# HP Colour LaserJet 2600n wireless networking



## scotty0409 (Apr 8, 2007)

Hi there, new to the forum.

I have a HP LaserJet 2600n (the one with the printer server), and I have it connected to my Vista desktop via ethernet cable through the Netgear router; it is working using the XP driver as the Vista driver will not be available until June 07.

I have a few laptops in the house, all on XP SP2. I was wondering if it would be possible for this printer to work with the laptops wirelessly. The most used laptop is a Toshiba Satellite Pro (which obviously uses ConfigFree for LAN connections), but I don't seem to be able to get it to recognise the printer. 

Thanks for any help.


----------



## TerryNet (Mar 23, 2005)

Any computer connected to the router (wireless or ethernet) should be able to use the networked printer. Did you follow the installation instructions? For the HP LaserJet 1022n you run the setup from the installation CD and choose "network printer" at the proper time; I suspect the procedure is similar for your 2600n printer.


----------



## scotty0409 (Apr 8, 2007)

Thanks for the reply.

The installation simply consisted of installing the driver, but in networking and printer options printer sharing is switched on for this printer.
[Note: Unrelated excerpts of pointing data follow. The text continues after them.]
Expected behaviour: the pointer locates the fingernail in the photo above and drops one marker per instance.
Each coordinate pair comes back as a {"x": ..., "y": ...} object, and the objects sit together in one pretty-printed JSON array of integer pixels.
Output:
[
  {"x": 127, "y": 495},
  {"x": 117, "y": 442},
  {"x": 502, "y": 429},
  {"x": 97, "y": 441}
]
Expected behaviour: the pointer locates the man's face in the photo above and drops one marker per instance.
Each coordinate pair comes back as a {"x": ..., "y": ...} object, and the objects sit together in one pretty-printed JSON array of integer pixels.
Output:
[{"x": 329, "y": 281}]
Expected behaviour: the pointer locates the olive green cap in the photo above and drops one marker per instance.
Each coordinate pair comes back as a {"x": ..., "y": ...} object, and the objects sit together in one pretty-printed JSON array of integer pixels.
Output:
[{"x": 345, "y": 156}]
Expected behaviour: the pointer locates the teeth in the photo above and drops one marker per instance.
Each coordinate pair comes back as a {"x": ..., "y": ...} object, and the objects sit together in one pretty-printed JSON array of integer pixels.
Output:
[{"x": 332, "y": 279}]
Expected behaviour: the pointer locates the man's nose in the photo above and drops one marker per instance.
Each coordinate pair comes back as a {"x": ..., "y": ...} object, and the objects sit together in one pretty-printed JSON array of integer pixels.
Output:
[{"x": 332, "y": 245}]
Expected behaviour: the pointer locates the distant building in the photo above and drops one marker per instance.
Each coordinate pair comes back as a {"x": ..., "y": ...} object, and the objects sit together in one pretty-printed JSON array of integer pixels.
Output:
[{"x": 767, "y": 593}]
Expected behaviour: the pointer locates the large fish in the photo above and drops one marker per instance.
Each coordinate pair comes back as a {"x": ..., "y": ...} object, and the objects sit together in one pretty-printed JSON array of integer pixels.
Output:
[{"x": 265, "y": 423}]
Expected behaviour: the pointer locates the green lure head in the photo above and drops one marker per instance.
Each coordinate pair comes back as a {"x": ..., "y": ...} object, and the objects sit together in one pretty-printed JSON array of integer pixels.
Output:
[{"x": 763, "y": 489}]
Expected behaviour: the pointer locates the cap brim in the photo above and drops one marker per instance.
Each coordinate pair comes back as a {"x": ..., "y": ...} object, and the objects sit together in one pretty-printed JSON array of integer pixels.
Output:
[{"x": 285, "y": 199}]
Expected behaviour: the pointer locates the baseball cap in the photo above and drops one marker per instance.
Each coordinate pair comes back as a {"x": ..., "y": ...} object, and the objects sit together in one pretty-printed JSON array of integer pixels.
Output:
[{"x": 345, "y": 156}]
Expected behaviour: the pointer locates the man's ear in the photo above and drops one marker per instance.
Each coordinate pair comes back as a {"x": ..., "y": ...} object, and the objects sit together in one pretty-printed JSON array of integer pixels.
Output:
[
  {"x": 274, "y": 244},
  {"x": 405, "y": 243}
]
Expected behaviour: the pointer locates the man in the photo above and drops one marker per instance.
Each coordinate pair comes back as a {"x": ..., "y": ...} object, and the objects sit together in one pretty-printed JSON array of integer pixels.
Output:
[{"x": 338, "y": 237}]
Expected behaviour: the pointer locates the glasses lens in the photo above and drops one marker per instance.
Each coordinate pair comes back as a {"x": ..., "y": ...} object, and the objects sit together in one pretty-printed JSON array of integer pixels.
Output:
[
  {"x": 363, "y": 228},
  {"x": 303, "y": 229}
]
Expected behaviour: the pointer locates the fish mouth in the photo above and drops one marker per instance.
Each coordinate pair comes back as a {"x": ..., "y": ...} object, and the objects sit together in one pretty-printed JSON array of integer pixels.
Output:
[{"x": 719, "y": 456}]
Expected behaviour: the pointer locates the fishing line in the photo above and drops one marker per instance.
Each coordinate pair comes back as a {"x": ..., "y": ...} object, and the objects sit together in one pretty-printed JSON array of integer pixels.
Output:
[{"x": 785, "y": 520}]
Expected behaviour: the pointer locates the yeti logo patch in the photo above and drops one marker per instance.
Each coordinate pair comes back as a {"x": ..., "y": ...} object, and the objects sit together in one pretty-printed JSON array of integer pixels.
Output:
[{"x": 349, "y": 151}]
Maybe it's because this is still using the XP driver on Vista, so I don't have as much options? I know if I try to access the HP LaserJet toolbox it says that this is not available in Vista.


----------



## DoubleHelix (Dec 10, 2004)

You're not going to be able to use the advanced features of the printer from networked computers. You should be able to print to it, however, provided you've set up your network properly and shared the printer and installed the drivers.


----------



## TerryNet (Mar 23, 2005)

"... I have it connected to my Vista desktop via ethernet cable through the Netgear router"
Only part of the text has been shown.